Może zadzwoń do lekarza, który robił Ci zabieg? W wypisie z CMW jest pieczątka i tam jest też numer telefonu a dodatkowo jest napisane, żeby w razie wątpliwości dzwonić do CMW lub do lekarza. Skoro tak piszą... Myślę, że Twoja wątpliwość to nie jakaś tam błahostka.

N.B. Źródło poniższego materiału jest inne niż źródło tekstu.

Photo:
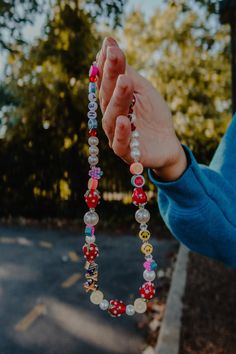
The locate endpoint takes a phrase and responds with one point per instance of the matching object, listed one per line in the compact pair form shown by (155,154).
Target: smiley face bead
(146,248)
(144,235)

Z drugiej strony nie martw się też za bardzo, bo ten opatrunek przyszyty jest taką samą nicią jak ciało - wchłanialną, więc nawet jeżeli lekarz Ci nie usunie to sam w końcu odpadnie. Jednak myślę, że nie nie szkodzi zapytać 8)
 

Spector

New member
Ja do lekarza nia mam tam numeru.Jest tylko do rejestracji.Lekarz mówił ,że umówić się do niego na wizytę w razie ,gdyby wystąpiło niekontrolowane krwawienie,gorączka lub ropienie rany.Może zaczekam jeszcze z tydzień ,jak nic się nie zmieni to spróbuję się umówić na wizytę to może przy okazji wyciągnął by mi szwy i ogólnie zobaczyłby ,czy się wszystko goi dobrze.Ja też podejrzewam ,że on ma sam odpaść razem ze szwami ,tylko dziwię się ,że lekarz nic mi o tym nie powiedział.A Ty miałeś zabieg robiony na NFZ ,czy prywatnie?Bo ja na NFZ.